29.0.168.192.in-addr.arpa.                PTR       robinresource2.example.com.
129.0.168.192.in-addr.arpa.               PTR       robinresource3.example.com.

What good is that?

This enforced strict 1:1 between A & PTR while also ensuring all network resources were unique - while still allowing us to make round-robin DNS records. This had the additional benefit that when a machine was retired (say, "robinresource1.example.com.") it forced the removal of the matching PTR - and since now the target of the ALIAS no longer existed, also made sure that the machine was removed from the round-robin. So a removal would actually result in something like this:

available-192-168-0-129.ips.example.com.  A         192.168.0.129
robinresource1.example.com.               A         192.168.0.1
robinresource2.example.com.               A         192.168.0.29
roundrobin.example.com.                   ALIAS     robinresource1.example.com.
roundrobin.example.com.                   ALIAS     robinresource2.example.com.
;; or:
1.0.168.192.in-addr.arpa.                 PTR       robinresource1.example.com.
29.0.168.192.in-addr.arpa.                PTR       robinresource2.example.com.
129.0.168.192.in-addr.arpa.               PTR       available-192-168-0-129.ips.example.com.

New DHCP

How does this help with DHCP records though? Wasn't that a big part of the original problem? Yes, it was. Now that I realized I could make up my own DNS record-types and enforce strict standards on them - a new record type (in our source files) was created: "KS" - for "kickstart". It was evaluated to match strict regular expressions and had requirements like:

You can only have a KS record if there is already a corresponding A record (No use booting a machine w/o ability to have its own IP)
The KS record must hold the MAC of the machine (This will become useful for kickstart/DHCP)
The KS record mentions any custom hardwrae, partitioning, drivers, etc that the machine needs.
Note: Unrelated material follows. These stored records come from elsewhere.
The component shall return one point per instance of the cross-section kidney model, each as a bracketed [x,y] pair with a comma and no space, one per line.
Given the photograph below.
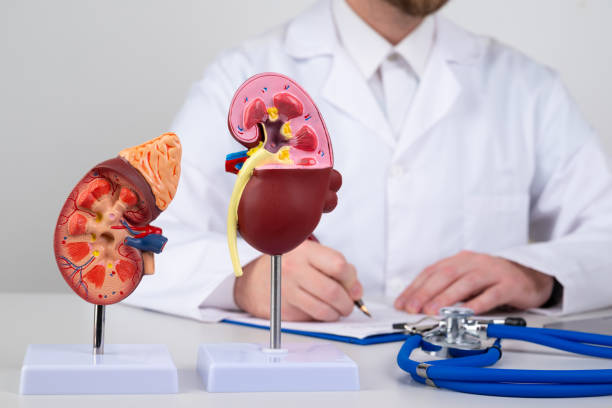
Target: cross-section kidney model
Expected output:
[103,240]
[285,178]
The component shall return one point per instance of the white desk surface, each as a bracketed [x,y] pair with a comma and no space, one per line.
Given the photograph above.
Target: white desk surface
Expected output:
[65,318]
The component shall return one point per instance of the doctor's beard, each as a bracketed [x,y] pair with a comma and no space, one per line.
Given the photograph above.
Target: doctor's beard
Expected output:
[418,8]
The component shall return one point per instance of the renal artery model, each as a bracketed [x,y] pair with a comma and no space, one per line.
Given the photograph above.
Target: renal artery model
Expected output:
[103,241]
[285,178]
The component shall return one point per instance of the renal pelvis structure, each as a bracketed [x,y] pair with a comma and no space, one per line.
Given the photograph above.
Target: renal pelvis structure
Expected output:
[103,240]
[285,178]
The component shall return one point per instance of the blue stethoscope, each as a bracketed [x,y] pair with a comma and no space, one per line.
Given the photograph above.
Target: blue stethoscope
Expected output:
[475,344]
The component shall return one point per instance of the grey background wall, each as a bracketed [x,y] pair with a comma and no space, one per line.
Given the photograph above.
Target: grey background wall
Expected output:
[82,79]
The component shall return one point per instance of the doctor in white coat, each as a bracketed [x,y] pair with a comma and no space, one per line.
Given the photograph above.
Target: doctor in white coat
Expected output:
[469,175]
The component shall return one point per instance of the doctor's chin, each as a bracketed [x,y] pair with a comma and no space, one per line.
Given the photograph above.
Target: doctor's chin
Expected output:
[469,174]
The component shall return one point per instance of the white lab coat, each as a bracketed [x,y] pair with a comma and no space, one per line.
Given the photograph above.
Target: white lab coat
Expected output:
[494,157]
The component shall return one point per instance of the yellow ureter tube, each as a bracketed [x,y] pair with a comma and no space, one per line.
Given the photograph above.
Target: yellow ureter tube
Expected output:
[260,157]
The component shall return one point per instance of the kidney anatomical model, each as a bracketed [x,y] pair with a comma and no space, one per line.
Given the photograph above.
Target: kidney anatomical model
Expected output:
[285,180]
[103,241]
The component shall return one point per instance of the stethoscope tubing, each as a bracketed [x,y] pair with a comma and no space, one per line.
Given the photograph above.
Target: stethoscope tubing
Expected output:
[560,339]
[466,374]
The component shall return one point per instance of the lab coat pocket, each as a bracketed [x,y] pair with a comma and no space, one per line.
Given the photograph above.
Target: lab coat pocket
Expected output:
[495,222]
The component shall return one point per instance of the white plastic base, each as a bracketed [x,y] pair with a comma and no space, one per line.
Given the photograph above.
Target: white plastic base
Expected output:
[247,367]
[122,369]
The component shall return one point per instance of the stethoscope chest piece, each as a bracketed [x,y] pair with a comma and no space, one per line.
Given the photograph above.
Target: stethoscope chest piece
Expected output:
[455,331]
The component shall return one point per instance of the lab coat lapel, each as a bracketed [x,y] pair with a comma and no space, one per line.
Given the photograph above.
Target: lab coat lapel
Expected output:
[346,89]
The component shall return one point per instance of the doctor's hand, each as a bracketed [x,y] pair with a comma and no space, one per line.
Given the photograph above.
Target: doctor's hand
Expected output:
[317,284]
[482,281]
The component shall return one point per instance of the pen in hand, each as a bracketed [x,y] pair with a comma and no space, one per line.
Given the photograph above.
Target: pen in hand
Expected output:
[358,303]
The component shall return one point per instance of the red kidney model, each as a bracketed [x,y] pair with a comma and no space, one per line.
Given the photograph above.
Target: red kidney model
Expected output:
[103,241]
[285,180]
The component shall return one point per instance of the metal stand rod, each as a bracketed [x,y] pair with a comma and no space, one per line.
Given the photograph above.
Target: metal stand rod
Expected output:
[275,302]
[99,311]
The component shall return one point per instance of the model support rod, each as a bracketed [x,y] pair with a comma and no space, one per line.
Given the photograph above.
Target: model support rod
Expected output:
[99,311]
[275,302]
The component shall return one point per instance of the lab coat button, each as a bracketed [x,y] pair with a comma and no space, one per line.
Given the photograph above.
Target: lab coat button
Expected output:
[397,171]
Thus, at this time you may have something in the DNS source file like:

simpleserver.example.com.                 A         192.168.0.88
simpleserver.example.com.                 KS        "hw=atom|part=bigdisk1|mac=00:22:4d:7c:1a:16|os=openbsd"

The git hook would find the 'KS' record type and split apart each value to make sure all the key=value arguments present were valid and reject it otherwise. When zone_data.py evaluated a KS record it simply changed it into a TXT record. When a DHCP/kickstart machine queried for the same salt external pillar that built the DNS zones - it instead received all the information necessary to build its own dhcpd.conf.

So just like that, we no longer needed to modify both DNS and DHCP to get a machine online. A change to the source files for DNS would both make the machine have A & PTR records, as well as be added to the DHCP.

New DHCP & Hypervisors/VMs

Earlier I mentioned multiple problems with Hypervisors/VMs and DHCP. The worst is putting duplicate services onto the same hypervisor. Without any planning or inventory systems (and no power to create one) how could I help make sure duplicates aren't put on the same hypervisors? Why - DNS, of course!

myservertype59.example.com.             A         192.168.0.59
myservertype59.example.com.             KS        "hw=atom|part=bigdisk1|mac=00:22:4d:7c:1a:16|os=openbsd|hyp@hypervisor444.example.com."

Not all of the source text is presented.